Segundo esta responsável, o bolo rainha confeccionado só com frutos secos também é muito procurado mas o bolo-rei continua ser o preferido da época natalícia. “A fruta cristalizada, nomeadamente a tangerina e pêra, dá uma humidade e certo gosto à massa”, revelou Peregrina Molares, referindo que dantes era na pastelaria Machado que preparavam toda a fruta cristalizada. “Tínhamos que contratar uma pessoa porque é um processo longo e trabalhoso, portanto optámos por comprar as frutas, no entanto, continuamos a preparar a tangerina e a pêra”, apontou.

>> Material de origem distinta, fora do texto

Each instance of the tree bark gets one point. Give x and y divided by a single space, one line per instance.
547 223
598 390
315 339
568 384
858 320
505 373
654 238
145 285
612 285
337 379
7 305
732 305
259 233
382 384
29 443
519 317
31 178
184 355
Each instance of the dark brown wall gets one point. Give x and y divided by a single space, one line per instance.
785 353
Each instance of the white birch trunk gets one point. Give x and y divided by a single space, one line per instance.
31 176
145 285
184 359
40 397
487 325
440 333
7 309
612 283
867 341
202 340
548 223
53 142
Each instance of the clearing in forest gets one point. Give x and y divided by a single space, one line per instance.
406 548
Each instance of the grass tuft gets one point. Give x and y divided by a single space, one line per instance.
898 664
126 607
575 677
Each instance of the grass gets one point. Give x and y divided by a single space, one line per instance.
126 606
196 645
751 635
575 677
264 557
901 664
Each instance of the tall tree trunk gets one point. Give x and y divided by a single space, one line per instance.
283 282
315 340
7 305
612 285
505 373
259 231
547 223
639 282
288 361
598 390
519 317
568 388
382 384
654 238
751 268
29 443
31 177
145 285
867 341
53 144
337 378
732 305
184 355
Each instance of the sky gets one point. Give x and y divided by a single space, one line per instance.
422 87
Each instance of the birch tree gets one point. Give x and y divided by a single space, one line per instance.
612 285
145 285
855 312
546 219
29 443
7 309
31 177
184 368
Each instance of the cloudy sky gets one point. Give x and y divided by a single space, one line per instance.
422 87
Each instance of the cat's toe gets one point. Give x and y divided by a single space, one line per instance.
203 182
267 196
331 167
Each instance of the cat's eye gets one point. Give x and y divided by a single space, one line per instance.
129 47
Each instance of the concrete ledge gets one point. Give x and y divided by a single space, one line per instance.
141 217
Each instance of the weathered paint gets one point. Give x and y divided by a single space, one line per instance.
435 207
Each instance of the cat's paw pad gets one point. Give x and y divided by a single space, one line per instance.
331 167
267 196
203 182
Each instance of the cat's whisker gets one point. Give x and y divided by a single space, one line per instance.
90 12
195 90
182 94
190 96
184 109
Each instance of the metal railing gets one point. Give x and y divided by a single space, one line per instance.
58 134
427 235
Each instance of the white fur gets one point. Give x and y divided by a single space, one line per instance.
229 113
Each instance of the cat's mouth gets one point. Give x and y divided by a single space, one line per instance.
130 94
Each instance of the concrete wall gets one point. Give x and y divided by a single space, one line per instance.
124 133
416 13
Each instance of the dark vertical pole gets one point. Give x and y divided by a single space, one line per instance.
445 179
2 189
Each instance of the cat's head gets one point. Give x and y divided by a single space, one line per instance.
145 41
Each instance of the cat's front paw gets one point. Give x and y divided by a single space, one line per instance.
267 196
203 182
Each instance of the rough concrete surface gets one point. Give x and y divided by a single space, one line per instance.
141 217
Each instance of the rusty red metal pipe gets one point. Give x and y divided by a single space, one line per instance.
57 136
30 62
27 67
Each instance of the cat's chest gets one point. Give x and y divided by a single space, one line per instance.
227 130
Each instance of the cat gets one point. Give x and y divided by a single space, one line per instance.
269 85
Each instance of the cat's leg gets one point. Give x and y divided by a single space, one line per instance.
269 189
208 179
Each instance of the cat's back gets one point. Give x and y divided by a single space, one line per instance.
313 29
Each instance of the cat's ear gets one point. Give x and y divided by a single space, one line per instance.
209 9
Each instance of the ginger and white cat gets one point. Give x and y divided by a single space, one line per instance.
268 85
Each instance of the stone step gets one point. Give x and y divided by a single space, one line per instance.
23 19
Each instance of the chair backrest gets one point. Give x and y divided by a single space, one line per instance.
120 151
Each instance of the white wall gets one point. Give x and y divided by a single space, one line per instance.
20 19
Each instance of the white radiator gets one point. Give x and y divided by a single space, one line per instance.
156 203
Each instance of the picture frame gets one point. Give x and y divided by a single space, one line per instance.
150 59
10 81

A Lampreia e as trouxas-de-ovos são também muito procuradas nesta época na Pastelaria Machado.
As rabanadas são muito apreciadas no Natal
A doçaria é igualmente obrigatória e a sua variedade riquíssima. As rabanadas são pequenas delícias muito apreciadas nesta época.
Na pastelaria Dominó, as rabanadas “caseiras” são muito procuradas nesta época. “As filhoses, sonhos e rabanadas vendem-se muito bem no Natal”, disse Fátima Duarte, que tem sempre no seu estabelecimento essas iguarias que são confeccionadas de uma forma artesanal.
Inquérito
Mantém a tradição natalícia na consoada de Natal?
Gonçalo Melo, Chefe de Cozinha da Escola de Hotelaria e Turismo do Oeste
Sou da zona de Coimbra e costumo sempre na consoada de Natal comer o bacalhau cozido, com batata, ovo e couve portuguesa. Há quem opte pelas caras de bacalhau mas naquela zona é sempre o bacalhau
Depois da ceia de Natal não tenho por hábito ir à Missa do Galo, os meus avós é que costumavam ir sempre a essa cerimónia religiosa.
Fernando Costa, presidente da Câmara das Caldas da Rainha
Eu como sempre o bacalhau cozido com a couve portuguesa. Na minha mesa no Natal não há cabrito nem outras carnes, é o tradicional bacalhau e só bacalhau
Já não vou há algum tempo à Missa do Galo, mas vejo sempre na televisão.